A prática medieval de penalizar sobreviventes que não seguiram procedimentos específicos de denúncia persiste também hoje: a minissérie da Netflix Inacreditável (2019), baseada em eventos reais, apresenta uma mulher de 18 anos acusada de relatar falsamente seu estupro devido a inconsistências em seu depoimento a polícia, bem como 11-year-old Joan Seler 700 anosmais cedo. O juiz da série de TV coloca a mulher em liberdade condicional supervisionada, ordena que ela se submeta a aconselhamento de saúde mental e exige que ela pague as custas judiciais. Os meios de comunicação locais publicam sua identidade e afirmam que ela "chorou como lobo quando se tratou de seu estupro", embora a polícia mais tarde admitisse que um estuprador em série a havia de fato atacado. E quando, em fevereiro de 2021, a congressista dos Estados Unidos Alexandria Ocasio-Cortez se descreveu como "uma sobrevivente de agressão sexual", aqueles que discordaram de suas opiniões políticas rejeitaram sua revelação como "manipuladora" e "histriônica", ecoando suposições medievais de que as mulheres alegam estupro em a fim de manipular os outros.

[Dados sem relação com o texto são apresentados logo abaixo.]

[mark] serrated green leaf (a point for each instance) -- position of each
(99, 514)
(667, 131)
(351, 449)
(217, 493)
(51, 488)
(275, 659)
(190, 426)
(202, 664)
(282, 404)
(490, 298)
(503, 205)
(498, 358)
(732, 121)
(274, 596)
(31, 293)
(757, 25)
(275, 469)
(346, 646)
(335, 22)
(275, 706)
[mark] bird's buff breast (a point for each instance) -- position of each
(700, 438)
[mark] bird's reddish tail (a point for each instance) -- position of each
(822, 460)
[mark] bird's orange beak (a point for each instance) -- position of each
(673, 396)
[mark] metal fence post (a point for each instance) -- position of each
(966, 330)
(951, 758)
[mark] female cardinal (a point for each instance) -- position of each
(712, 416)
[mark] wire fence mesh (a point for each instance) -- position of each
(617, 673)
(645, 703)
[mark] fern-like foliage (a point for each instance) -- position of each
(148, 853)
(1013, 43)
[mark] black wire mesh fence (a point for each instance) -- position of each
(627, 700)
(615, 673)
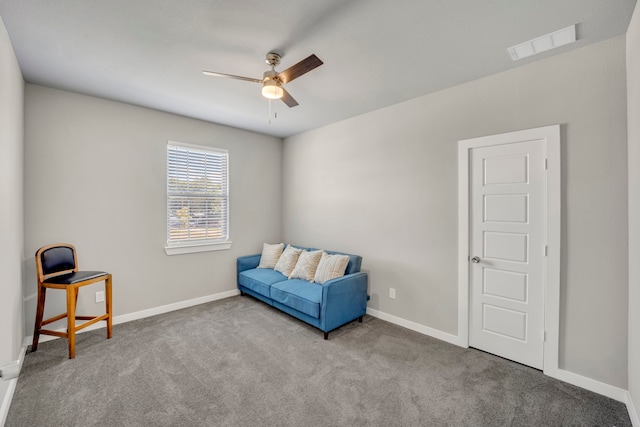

Tanto então como agora, o sistema legal e a cultura mais ampla afirmam condenar o estupro e classificá-lo como crime. Mas, na realidade, existem inúmeras brechas embutidas pelas quais as violações podem ficar sem solução, sem punição e até mesmo alavancadas contra as vítimas. Em outras palavras, a cultura medieval do estupro não é tão diferente da nossa. 

Os fios que unem o passado e o presente não devem nos levar a concluir que mudar a cultura do estupro é um esforço inútil; em vez disso, eles podem nos inspirar a agir, mostrando-nos o quanto ainda temos que ir.


Carissa Harris

é professora associada de inglês na Temple University na Filadélfia. É autora de Obscene Pedagogies: Transgressive Talk and Sexual Education in Late Medieval Britain (2018).